I'd hoped for classes on how to do spells, but according to Jenna, those classes were only taught at the "real" Prodigium schools, the fancy places where powerful Prodigium sent their kids. Since Hecate was technically a reformatory school, we were stuck learning about witch hunts in the sixteenth century and things like that. Lame.

The one bright spot was that Jenna was in almost all of my classes.

"They don't have any special vampire classes," she'd explained. "So last year they just gave me the same schedule as Holly. Guess they decided to do the same thing this year."

The only class Jenna didn't have with me was P.E., or as they called it at Hecate, "Defense." It was on my schedule every other week, so I was halfway into my second week at Hecate before I went.

"Why is it only every other week?" I asked Jenna that morning. "All our other classes meet every day."

I was pulling on my truly heinous Hecate-blue P.E. uniform, which consisted of bright blue cotton pants and a slightly-too-tight-for-comfort blue T-shirt with "HH" printed in swirly white script just above my left boob.

"Because," Jenna answered, "if you had Defense every day, or even every week, you'd be in the hospital."

So I wasn't feeling exactly confident as I headed down to the converted greenhouse they used as a gym.
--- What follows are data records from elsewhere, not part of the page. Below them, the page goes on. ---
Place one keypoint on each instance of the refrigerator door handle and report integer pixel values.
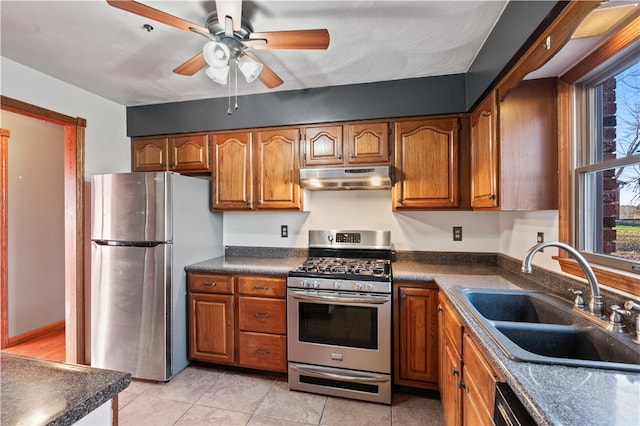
(128, 243)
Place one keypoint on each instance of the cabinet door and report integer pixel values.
(277, 169)
(479, 385)
(231, 177)
(149, 154)
(484, 154)
(323, 146)
(367, 143)
(427, 164)
(451, 363)
(450, 390)
(417, 348)
(211, 325)
(189, 153)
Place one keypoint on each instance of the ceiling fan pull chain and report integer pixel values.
(236, 105)
(229, 101)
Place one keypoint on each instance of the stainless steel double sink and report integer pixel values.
(538, 327)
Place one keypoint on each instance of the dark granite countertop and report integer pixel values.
(45, 392)
(553, 394)
(247, 265)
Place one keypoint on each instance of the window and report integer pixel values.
(607, 173)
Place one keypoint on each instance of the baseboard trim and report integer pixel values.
(35, 333)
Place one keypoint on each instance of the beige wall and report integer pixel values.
(36, 223)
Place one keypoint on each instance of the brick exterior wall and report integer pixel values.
(610, 196)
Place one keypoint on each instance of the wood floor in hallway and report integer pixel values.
(49, 346)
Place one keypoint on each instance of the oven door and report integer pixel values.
(340, 329)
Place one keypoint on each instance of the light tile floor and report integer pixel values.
(202, 395)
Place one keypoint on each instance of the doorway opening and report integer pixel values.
(74, 259)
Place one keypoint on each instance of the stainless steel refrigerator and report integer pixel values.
(146, 227)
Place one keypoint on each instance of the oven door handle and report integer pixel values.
(317, 372)
(341, 299)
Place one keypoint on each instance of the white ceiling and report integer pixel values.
(106, 51)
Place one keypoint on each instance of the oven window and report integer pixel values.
(339, 325)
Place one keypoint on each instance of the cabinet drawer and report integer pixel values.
(210, 283)
(262, 286)
(263, 315)
(263, 351)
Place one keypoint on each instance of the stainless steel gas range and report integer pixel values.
(339, 316)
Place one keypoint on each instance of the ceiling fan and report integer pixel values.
(230, 36)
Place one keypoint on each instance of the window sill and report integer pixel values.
(627, 282)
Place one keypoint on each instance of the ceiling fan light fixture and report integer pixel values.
(216, 54)
(219, 75)
(249, 67)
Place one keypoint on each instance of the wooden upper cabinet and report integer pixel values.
(367, 143)
(188, 154)
(323, 146)
(349, 144)
(277, 169)
(484, 154)
(149, 154)
(426, 163)
(232, 178)
(514, 155)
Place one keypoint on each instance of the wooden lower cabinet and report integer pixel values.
(416, 335)
(467, 379)
(238, 320)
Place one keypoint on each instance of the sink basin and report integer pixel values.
(519, 306)
(533, 326)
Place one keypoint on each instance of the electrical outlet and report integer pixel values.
(540, 239)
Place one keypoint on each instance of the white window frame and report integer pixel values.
(587, 119)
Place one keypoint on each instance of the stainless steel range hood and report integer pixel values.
(337, 178)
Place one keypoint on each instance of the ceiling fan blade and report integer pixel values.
(295, 39)
(267, 76)
(191, 66)
(232, 9)
(154, 14)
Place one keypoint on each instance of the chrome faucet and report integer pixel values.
(595, 303)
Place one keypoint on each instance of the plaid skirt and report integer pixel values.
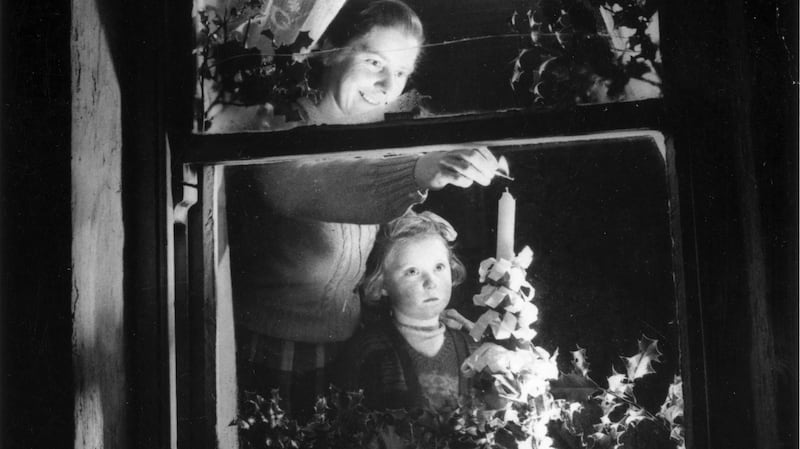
(301, 371)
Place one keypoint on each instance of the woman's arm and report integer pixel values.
(361, 191)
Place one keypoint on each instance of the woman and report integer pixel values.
(300, 231)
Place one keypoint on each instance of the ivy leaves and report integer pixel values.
(233, 71)
(586, 51)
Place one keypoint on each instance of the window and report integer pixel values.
(595, 186)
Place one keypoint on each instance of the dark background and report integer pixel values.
(731, 73)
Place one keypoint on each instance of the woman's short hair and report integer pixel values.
(358, 17)
(408, 227)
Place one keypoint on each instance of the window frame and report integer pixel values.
(193, 424)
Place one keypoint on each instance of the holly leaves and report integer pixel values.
(641, 363)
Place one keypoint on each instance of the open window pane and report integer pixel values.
(268, 65)
(596, 210)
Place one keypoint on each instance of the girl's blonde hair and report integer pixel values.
(410, 226)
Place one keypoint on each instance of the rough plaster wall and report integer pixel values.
(97, 243)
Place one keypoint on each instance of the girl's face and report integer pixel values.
(417, 277)
(367, 75)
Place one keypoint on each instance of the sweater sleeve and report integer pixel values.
(352, 190)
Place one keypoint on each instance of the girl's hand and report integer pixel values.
(457, 167)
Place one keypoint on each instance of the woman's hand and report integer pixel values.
(457, 167)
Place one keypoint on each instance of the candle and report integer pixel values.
(506, 208)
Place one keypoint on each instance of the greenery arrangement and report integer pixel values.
(574, 413)
(519, 399)
(234, 71)
(587, 51)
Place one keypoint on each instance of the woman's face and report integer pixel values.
(370, 73)
(417, 277)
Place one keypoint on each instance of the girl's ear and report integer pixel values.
(327, 54)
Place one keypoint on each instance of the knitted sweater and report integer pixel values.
(300, 233)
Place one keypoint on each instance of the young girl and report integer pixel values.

It was maybe a quarter of a mile from the main house, but by the time I'd walked thirty feet, I was soaked in sweat. I wasn't stupid: I'd known that Georgia was hot, and I'd lived in hot places before. But those places, like Arizona and Texas, didn't have this kind of heat, the kind that seemed to suck all the will to live from me. This was a wet kind of heat that made you feel like mildew must be growing on your skin.

"Sophie!"

I turned and saw Chaston, Anna, and Elodie walking toward me. They looked amazing in the fugly gym uniforms. Shocker.